Ce projet m’intéresse, il
plaira automatiquement à mes collaborateurs
Les managers créatifs pensent dur comme
fer que leur enthousiasme pour la nouveauté
est automatiquement contagieux auprès de
leurs collaborateurs. Tout manque de réactivité
ou d’engouement de la part de ceux-ci est
interprété comme une démotivation,
un manque d’implication voire même
de l’incompétence. Ce serait oublier
un peu vite qu’il n’y a pas de gens
non motivés. Tout le monde est motivé,
le problème est de savoir par quoi. Si
la nouveauté et le changement font vibrer
le créatif, il n’en sera pas nécessairement
de même pour un logisticien, un comptable
ou un commercial.

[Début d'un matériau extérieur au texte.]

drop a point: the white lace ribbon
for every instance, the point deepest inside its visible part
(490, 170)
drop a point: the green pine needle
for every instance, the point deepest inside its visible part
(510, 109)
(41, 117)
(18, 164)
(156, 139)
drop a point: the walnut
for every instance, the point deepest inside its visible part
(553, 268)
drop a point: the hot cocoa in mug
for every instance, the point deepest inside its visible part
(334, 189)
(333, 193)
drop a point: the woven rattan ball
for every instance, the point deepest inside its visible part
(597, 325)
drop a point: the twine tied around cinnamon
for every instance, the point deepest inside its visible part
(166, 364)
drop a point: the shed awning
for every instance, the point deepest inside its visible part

Pour stimuler l’engagement
de chacun, mieux vaut faire le deuil d’une
complicité naturelle et rechercher ce qui,
dans le changement, sera de nature à intéresser
chaque catégorie de collaborateur.
Pour partager ses idées et son goût
pour l’innovation, le dirigeant aura tout
intérêt à s’intégrer
à un réseau de « pairs »
avec lesquels il pourra discuter d’égal
à égal de ses engouements, de ses
questions et de ses expériences.
Fêter une victoire ou un succès
d’équipe n’est pas indispensable
et/ou nécessite obligatoirement une grosse
dépense d’argent
Contrairement à une croyance bien établie,
la célébration des succès
d’équipe, du plus modeste au plus
retentissant, n’est pas anodine quant à
ses résultats. La reconnaissance est un
encouragement puissant pour améliorer la
performance d'équipe. Les collaborateurs
apprécient les félicitations, surtout
si celles-ci sont formulées de manière
directe, immédiate, sincère et en
étroite relation avec ce qui vient d'être
accompli. Les équipes ont besoin de ressentir
que leur contribution au projet d'entreprise est
appréciée. Le mode de reconnaissance
le plus efficace est souvent personnel et spontané,
pas forcément financier, et vient directement
du chef d'équipe, de son responsable hiérarchique.
La reconnaissance peut être formulée
à travers un simple remerciement pour un
travail bien fait, pour une bonne idée
ou pour une contribution. Les grandes messes sous
chapiteau et autres repas des troupes au restaurant
restent un puissant ciment d’équipe.
Mais le simple fait de souligner à point
nommé les attitudes et initiatives gagnantes
permet à chacun de s’appuyer au quotidien
sur un référentiel de comportements
précurseurs de réussite. Privée
de reconnaissance, l’équipe continuera
bien sûr à fonctionner mais «
à minima », sans donner la pleine
mesure de son engagement et de ses ambitions.